3. Susceptible to a Bad Economy and Recession
Index funds generally don’t lose value during any normal economic conditions. Unfortunately, they can still suffer the consequences of a lousy economy or recession like any individual stock. Since hard financial times will plummet most stock prices, most stocks held within the index funds will plummet. Once that happens, the index fund will plummet along with them.
Individual Stocks
Individual stocks represent shares of ownership in a company that are traded on a stock exchange, such as the NYSE or NASDAQ. Every publicly traded company allows investors to purchase shares of ownership. Investors hope the company will become more profitable and do well because that will raise the value of the stocks, giving investors more equity value in their shares.
Benefits
Here are the benefits of investing in individual stocks.
1. Potentially Faster Return on Investment
Individual stocks are more volatile than index funds. However, they can offer investors significantly higher returns based on each company’s success and profitability.
For example, Apple and Amazon stock values have risen quickly over the last decade due to the enormous successes of those companies. If you had invested $1,000 in Amazon a decade ago, it would be worth over $10,000 today. That kind of growth is not usually seen in index funds.
2. Full Control Over Investments
Investing in individual stocks gives you complete control over how many shares you buy and sell of a particular company. You don’t have to rely on index fund managers to make those decisions, which you might not often agree with. You can create effective investment strategies for maximizing your returns based on your preferences and objectives.
3. Dividends
Many large publicly traded companies will pay dividends to investors who own company shares. Most companies pay a quarterly dividend for each share owned, such as $0.50 or $1.25 per share every three months.
For instance, if you owned 100 shares in a company paying a dividend of $1.25 per share each quarter, you would be paid $125 in dividends every three months. You can even have your online broker automatically reinvest those dividends into the company to increase your share count and potential to grow your portfolio.
Risks
Here are the risks of investing in individual stocks.
1. Higher Risk of Losing Money
The high volatility of individual stocks makes them much riskier investments than index funds. You have a much higher risk of losing money in individual stocks if you don’t have a concrete investment strategy.

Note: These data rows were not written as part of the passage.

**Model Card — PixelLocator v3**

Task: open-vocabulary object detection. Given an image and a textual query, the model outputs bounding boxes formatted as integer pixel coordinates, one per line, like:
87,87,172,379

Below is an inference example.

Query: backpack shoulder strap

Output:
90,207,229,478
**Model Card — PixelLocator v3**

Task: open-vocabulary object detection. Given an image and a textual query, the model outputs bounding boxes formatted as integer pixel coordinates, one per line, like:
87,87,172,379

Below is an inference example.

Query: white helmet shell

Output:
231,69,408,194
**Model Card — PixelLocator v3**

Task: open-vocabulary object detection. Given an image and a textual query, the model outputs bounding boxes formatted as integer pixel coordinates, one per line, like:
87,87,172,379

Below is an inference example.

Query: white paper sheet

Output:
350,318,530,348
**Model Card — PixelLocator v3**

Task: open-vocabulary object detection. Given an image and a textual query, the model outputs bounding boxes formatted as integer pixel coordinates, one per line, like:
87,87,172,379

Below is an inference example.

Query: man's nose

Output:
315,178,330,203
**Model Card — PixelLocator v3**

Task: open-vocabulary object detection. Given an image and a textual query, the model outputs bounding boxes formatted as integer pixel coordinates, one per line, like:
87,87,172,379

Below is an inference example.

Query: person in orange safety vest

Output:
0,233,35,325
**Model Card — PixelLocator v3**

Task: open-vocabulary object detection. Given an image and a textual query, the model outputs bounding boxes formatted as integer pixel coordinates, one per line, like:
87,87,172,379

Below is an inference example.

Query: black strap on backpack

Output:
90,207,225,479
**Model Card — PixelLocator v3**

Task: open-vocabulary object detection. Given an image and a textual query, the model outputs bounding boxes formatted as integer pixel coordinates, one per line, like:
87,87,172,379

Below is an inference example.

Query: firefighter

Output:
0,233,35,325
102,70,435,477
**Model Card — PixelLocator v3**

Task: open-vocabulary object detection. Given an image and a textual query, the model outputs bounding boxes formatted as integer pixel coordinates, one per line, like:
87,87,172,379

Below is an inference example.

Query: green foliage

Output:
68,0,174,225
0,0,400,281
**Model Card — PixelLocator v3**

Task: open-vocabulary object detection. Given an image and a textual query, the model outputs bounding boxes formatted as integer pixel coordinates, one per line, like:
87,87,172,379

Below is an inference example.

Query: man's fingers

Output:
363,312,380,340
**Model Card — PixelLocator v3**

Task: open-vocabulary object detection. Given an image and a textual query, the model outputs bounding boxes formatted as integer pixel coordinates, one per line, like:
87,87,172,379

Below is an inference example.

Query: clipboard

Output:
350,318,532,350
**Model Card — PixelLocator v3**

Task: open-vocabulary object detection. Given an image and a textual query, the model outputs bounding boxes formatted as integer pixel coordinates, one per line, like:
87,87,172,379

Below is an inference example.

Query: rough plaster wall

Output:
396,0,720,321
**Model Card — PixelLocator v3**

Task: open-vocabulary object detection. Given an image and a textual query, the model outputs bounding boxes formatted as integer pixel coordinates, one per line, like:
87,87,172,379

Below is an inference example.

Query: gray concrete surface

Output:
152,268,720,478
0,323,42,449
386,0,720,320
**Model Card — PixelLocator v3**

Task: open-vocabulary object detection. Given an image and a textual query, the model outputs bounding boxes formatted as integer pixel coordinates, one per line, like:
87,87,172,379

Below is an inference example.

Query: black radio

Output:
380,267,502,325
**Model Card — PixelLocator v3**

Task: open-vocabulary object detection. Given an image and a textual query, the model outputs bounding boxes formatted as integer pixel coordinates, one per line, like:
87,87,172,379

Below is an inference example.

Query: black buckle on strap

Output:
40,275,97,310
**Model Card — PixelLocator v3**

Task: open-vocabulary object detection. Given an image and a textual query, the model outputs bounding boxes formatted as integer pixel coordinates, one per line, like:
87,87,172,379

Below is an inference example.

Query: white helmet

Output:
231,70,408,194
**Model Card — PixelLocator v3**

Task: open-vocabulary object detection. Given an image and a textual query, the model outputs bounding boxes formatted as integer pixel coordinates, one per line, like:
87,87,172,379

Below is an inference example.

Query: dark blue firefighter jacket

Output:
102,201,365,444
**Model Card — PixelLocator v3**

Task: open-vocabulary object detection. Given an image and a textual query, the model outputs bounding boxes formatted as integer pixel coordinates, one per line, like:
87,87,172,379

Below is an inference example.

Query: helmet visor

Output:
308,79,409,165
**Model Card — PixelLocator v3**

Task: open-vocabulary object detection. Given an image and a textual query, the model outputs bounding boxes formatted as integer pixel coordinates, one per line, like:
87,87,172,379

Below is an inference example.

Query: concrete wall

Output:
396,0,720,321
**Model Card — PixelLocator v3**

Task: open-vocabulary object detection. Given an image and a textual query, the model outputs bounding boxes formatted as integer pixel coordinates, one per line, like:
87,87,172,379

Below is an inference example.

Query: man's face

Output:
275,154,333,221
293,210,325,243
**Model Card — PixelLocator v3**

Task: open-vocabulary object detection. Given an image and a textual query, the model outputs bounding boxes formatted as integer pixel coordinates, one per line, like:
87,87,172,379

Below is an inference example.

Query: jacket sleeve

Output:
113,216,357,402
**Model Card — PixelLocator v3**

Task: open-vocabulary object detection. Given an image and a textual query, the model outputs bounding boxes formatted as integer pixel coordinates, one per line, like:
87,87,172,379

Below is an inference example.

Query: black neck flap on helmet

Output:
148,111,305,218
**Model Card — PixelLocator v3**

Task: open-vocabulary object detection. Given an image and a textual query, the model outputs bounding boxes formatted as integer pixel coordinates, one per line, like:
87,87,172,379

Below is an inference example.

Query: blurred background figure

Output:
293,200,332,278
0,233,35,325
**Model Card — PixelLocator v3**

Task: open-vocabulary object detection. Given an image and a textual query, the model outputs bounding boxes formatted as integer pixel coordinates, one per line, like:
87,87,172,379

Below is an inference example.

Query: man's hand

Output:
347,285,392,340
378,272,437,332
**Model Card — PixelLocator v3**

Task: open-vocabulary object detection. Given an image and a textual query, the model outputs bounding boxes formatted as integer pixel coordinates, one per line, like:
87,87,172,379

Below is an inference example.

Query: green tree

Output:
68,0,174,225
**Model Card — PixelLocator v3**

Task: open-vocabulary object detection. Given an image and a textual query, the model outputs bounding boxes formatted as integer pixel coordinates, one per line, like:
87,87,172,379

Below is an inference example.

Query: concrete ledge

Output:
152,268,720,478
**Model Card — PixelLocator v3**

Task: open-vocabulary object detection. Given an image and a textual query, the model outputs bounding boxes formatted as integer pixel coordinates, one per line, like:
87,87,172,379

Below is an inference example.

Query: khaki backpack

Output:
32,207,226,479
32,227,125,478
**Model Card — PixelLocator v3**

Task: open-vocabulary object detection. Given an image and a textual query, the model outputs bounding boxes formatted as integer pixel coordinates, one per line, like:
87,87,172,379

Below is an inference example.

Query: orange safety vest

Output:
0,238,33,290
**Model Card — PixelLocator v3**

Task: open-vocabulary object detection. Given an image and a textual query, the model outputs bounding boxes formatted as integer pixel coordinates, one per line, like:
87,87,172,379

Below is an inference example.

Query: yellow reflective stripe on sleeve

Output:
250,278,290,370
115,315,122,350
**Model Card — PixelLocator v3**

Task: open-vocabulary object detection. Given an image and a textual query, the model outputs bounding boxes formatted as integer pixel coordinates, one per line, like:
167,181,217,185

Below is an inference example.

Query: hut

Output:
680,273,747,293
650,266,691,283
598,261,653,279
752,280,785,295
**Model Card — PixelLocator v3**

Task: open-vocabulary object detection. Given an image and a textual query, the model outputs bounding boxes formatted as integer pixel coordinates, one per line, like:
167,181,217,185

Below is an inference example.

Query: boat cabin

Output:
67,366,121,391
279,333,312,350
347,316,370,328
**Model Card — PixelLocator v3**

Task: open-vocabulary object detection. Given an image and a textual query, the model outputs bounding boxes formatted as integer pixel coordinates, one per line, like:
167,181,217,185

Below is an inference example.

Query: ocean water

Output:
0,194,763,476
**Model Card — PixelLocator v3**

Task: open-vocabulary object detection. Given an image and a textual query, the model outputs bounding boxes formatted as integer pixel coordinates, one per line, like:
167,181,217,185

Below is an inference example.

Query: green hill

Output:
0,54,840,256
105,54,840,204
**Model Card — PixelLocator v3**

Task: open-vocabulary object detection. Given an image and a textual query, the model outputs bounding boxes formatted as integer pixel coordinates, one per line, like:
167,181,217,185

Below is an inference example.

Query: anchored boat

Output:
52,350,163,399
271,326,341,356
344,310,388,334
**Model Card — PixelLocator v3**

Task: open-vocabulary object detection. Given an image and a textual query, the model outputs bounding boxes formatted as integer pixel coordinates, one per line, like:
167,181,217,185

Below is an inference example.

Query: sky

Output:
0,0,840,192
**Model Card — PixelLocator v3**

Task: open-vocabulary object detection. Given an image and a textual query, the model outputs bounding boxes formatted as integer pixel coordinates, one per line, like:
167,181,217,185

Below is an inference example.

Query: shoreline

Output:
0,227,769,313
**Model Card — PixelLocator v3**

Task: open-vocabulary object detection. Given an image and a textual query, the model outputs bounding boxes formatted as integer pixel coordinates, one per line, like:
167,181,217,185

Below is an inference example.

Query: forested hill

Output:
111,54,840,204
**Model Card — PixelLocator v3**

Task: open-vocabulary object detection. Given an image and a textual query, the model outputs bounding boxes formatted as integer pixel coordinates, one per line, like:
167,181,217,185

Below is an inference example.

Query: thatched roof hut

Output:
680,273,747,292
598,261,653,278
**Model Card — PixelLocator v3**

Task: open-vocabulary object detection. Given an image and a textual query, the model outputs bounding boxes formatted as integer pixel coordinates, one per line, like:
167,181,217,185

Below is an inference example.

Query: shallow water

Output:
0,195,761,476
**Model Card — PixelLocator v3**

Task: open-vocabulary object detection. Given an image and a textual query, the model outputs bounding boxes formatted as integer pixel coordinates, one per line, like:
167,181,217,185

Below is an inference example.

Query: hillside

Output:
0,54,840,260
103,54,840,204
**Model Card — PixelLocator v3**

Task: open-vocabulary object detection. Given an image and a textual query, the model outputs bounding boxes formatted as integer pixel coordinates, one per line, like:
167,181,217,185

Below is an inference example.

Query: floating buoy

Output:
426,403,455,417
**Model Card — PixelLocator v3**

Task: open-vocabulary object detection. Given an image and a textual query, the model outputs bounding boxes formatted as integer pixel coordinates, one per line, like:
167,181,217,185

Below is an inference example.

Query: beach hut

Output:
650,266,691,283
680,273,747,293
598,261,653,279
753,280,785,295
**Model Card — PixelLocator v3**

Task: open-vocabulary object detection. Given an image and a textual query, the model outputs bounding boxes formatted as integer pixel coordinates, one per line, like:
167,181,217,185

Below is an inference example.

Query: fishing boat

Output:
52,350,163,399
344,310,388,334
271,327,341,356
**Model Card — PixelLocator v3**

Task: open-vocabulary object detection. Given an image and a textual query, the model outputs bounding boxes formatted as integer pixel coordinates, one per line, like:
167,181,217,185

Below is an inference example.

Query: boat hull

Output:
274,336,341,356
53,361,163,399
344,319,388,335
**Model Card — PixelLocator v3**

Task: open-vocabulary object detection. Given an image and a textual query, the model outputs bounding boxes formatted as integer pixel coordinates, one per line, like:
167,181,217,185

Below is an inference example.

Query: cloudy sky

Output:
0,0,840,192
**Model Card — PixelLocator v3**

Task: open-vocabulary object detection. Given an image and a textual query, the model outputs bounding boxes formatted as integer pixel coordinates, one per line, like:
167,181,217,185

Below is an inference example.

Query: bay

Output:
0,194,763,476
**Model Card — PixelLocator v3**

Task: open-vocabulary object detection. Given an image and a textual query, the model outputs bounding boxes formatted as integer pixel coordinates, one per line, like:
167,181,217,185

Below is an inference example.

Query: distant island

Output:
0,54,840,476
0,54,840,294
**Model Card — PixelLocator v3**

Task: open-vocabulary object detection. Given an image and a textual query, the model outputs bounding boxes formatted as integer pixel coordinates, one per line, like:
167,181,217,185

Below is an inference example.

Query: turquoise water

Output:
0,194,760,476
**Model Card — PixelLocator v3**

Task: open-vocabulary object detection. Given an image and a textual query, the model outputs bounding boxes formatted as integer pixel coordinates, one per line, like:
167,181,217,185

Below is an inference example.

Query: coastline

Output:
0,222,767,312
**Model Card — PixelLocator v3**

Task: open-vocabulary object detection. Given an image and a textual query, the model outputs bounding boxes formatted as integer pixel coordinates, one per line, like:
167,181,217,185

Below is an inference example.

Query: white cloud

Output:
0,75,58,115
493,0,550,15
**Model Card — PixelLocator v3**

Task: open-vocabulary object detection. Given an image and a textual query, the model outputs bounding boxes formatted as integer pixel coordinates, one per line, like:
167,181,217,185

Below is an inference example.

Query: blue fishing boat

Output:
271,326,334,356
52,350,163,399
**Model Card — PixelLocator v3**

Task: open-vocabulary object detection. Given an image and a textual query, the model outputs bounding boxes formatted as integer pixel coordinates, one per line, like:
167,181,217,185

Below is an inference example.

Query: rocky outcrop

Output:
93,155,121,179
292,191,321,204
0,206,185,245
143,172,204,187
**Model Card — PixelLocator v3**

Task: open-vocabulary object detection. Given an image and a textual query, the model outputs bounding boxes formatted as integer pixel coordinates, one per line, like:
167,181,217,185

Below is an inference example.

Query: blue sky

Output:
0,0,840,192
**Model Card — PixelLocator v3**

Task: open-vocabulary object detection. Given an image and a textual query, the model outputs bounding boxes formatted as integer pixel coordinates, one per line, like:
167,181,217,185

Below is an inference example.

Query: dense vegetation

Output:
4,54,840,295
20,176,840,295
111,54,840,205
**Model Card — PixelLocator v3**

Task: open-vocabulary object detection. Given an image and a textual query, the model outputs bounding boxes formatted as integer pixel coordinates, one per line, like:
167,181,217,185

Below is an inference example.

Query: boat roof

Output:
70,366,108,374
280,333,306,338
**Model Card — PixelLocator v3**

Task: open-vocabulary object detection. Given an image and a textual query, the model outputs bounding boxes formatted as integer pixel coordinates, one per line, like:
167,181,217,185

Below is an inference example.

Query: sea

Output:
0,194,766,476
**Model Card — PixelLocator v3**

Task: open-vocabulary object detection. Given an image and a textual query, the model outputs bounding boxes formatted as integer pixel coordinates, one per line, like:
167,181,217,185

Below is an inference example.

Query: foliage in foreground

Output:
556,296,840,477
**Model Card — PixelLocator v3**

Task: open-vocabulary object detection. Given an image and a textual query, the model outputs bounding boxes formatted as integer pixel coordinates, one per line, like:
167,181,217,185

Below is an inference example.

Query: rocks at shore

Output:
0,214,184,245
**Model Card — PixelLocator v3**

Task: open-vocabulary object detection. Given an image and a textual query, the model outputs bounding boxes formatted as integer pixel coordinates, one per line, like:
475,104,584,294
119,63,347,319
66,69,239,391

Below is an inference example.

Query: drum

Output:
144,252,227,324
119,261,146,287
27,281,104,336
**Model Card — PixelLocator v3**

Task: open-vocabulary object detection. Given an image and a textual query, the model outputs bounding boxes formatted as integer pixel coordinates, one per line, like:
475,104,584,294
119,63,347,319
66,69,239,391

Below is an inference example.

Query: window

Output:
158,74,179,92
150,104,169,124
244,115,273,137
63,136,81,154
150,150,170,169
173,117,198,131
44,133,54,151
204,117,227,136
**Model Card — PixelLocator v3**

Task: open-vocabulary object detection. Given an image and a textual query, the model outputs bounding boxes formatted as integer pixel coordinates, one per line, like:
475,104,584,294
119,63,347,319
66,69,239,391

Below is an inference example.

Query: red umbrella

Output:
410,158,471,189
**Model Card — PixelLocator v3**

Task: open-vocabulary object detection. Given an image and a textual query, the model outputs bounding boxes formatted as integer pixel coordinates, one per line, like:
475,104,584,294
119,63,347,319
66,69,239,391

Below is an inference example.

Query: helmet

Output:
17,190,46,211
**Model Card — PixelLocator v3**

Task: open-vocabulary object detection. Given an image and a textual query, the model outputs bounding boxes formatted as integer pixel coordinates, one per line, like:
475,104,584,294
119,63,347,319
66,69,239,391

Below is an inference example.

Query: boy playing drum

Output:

For example, if you invest thousands of dollars in one company’s stock and it does poorly, you will lose most of the money invested. That wouldn’t happen with an index fund because one company’s failure won’t plummet an entire fund comprised of hundreds of different companies.
2. More Research Required
Individual stocks are more suited for experienced investors who know how to perform the additional research required before investing in particular companies. Even if you invest in a popular company like Amazon or eBay, you must do the necessary research to determine the company’s current financial health. You might find that even a big company might be trending in the wrong direction regarding sales and popularity.
Conclusion
Investing in index funds and individual stocks has its ups and downs. Index funds are safer investments for investors who prefer peace of mind and long-term growth. Individual stocks are better for investors seeking gains faster while taking on more risk and volatility.
Start with index funds if you are new to investing. Then, as you gain more experience, you can gradually venture into making individual stock investments once you feel confident as an investor.